Farmed Fruit

VITICULTURE TO VINIFICATION


When Robert Butz and his wife Cathy began to look into growing grapes about 10 years ago, the idea was simply to add another crop to the family farm. Butz and his three brothers raise corn, soybeans, wheat, and hay on some 1,200 acres in Montgomery and Frederick counties for the family’s second-generation Windridge Farm.

“I was looking for another agronomic challenge,” Butz says. “We wanted to diversify the farm.”

But grapes made sense on another level. “We’re a wine drinking family,” says Butz. His uncle, Rob Truland (whom he’s named after), now a partner in the venture, had a taste for fine Bordeaux, Butz says.

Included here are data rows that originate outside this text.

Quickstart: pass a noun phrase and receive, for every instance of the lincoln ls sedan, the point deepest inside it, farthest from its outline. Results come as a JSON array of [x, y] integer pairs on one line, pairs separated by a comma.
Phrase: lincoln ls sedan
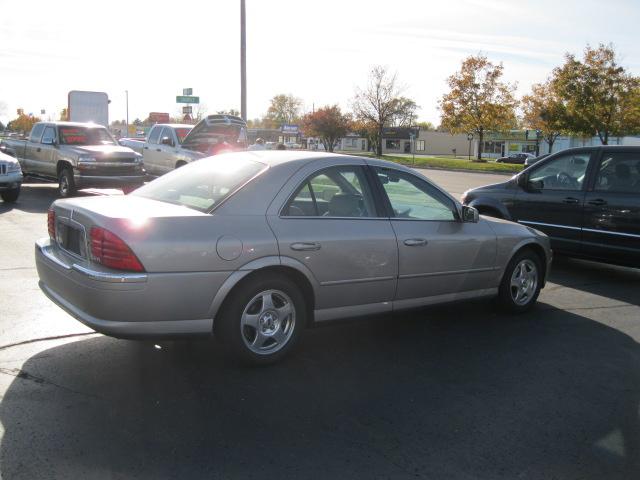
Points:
[[253, 247]]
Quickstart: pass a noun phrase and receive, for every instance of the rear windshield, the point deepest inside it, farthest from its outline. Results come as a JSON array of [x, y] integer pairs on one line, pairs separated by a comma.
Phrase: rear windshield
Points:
[[203, 184], [85, 136]]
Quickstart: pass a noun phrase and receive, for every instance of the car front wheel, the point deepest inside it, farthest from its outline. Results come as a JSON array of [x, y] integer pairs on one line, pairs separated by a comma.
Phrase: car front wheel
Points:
[[263, 319], [521, 282], [10, 196]]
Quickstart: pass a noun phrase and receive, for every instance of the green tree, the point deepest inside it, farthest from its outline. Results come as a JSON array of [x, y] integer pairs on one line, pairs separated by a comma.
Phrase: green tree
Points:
[[478, 101], [380, 104], [600, 97], [283, 109], [544, 111], [328, 123]]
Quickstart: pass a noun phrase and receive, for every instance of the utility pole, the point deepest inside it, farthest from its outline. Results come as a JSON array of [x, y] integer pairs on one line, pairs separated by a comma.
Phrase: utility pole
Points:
[[243, 61], [127, 100]]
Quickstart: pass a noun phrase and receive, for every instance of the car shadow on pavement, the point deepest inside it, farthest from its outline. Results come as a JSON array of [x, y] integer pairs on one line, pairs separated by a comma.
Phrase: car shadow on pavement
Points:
[[37, 198], [611, 281], [450, 392]]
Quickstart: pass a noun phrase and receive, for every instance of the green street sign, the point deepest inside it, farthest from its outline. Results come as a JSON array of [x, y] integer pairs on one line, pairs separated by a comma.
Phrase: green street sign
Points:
[[187, 99]]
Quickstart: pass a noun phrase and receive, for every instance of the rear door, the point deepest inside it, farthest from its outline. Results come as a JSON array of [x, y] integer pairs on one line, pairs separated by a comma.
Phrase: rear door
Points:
[[152, 152], [554, 200], [440, 257], [611, 228], [332, 226]]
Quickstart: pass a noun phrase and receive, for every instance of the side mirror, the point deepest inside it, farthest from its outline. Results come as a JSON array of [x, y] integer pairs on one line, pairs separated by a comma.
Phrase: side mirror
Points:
[[470, 214]]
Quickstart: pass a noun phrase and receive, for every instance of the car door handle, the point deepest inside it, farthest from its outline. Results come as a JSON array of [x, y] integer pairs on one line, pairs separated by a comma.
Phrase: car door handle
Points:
[[305, 246], [415, 242]]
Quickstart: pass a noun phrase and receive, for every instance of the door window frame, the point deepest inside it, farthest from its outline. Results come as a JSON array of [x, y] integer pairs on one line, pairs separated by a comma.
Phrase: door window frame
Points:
[[379, 213], [596, 162], [587, 184], [381, 192]]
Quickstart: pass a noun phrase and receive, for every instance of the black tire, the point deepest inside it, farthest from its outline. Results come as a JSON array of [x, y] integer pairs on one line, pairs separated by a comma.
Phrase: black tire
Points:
[[66, 183], [10, 196], [237, 335], [516, 293]]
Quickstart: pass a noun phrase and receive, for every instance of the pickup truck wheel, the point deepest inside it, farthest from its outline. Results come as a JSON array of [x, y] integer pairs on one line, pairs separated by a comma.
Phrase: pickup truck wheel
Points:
[[66, 184], [521, 282], [10, 196]]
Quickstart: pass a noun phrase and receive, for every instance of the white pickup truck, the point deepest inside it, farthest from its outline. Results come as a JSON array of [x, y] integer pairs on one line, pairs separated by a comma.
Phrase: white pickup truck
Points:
[[169, 146]]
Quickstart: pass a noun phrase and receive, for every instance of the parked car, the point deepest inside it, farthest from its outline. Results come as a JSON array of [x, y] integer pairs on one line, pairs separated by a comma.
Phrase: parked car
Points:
[[530, 161], [255, 246], [517, 158], [586, 199], [78, 155], [10, 178], [162, 150]]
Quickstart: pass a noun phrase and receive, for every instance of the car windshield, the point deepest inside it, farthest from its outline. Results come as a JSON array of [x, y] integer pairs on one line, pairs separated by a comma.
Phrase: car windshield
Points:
[[202, 185], [85, 136], [181, 133]]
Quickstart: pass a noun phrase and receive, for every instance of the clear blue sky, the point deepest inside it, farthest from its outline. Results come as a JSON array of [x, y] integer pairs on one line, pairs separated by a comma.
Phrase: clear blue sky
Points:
[[319, 51]]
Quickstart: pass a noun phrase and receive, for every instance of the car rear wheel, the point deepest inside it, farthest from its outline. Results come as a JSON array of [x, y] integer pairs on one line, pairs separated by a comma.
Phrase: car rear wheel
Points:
[[262, 319], [10, 196], [66, 184], [521, 282]]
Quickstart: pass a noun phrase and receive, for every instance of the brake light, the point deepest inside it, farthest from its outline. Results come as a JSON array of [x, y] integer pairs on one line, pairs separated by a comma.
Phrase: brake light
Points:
[[110, 250], [51, 223]]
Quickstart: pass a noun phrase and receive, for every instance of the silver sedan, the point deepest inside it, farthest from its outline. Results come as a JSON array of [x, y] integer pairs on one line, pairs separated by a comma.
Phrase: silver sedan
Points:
[[253, 247]]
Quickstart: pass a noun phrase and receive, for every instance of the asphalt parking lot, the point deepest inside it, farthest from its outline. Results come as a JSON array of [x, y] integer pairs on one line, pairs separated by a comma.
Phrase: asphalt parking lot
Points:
[[453, 392]]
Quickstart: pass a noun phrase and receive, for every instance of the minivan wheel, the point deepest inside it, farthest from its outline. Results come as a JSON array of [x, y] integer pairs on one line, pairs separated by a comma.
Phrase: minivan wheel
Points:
[[262, 319], [521, 282], [10, 196], [66, 184]]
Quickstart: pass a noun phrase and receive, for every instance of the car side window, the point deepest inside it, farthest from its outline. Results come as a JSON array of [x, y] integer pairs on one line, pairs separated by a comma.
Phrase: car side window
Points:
[[166, 132], [49, 134], [36, 133], [619, 172], [413, 198], [154, 135], [566, 172], [336, 192]]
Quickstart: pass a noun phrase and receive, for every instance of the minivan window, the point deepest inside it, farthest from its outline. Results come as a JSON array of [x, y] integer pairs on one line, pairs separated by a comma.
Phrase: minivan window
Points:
[[565, 172]]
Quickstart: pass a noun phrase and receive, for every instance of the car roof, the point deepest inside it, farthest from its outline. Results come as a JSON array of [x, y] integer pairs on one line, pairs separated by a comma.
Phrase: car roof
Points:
[[274, 158], [74, 124], [173, 125]]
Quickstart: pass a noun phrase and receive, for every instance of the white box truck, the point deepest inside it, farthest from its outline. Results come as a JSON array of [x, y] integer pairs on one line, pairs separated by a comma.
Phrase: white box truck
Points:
[[89, 107]]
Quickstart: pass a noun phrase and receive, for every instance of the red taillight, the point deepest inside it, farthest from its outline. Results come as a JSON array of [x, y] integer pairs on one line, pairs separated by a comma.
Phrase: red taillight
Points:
[[109, 250], [51, 223]]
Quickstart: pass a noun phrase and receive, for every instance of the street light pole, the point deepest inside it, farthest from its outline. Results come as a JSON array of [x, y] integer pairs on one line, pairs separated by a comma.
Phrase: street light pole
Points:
[[243, 61]]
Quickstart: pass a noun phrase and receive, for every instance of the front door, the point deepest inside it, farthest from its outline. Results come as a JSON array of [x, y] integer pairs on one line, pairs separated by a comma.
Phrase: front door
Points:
[[611, 229], [554, 198], [332, 226], [440, 256]]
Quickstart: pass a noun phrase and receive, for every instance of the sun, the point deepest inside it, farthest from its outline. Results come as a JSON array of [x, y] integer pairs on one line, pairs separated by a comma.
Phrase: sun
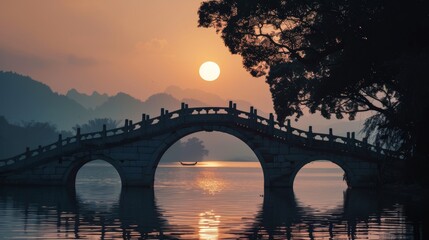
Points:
[[209, 71]]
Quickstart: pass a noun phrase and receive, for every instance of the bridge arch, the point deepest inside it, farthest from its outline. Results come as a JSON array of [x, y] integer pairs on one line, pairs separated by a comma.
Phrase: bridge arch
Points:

The couple planted about nine acres in Darnestown near their home in Montgomery County; the first planting included chardonnay, cabernet franc, cabernet sauvignon, merlot, petit verdot, and a hybrid chardonnay (seyval crossed with chardonnay) developed by Cornell University called chardonel. After a few years of selling grapes to wineries the Butzes got the itch to try their hand at vinification—or fermenting and bottling it themselves.

They hired a winemaker, Nick Maliska, the former vineyard manager for the Vineyards at Dodon, installed winemaking equipment in a Frederick warehouse, and produced just shy of 2,000 cases in 2017 and slightly more in 2018. Butz is pleased with the results, crediting the 10-year-old vines. “Although we’re a new winery, the vineyard is coming into its prime right now,” he says.

In July, Windridge Vineyards opened a temporary tasting room in Darnestown—consisting of an open-air pavilion set atop a hill overlooking neat rows of vines and rolling countryside beyond—operating it into the fall. They’ve begun construction on a new facility at the Darnestown vineyard, with plans to move the winemaking operation from Frederick.

The new building will be ready by late spring of 2020, Butz says. In addition to an 1,800-square-foot tasting room, there will be seating for about 65 along with a sampling bar and an outdoor patio.

Windridge wines are priced in the $30 range, with the limited edition cabernet franc and the Seneca red blend the most popular reds, Butz says. He has high expectations for the newly released Encampment, a blend of cabernets sauvignon and franc, and he’s most excited about the sparkling wine currently aging in bottles. “We’re doing a traditional method sparkling wine, like Champagne,” he says. “It’s a huge commitment of time, but we made every decision along the way to make the best wine we could.” –M.T.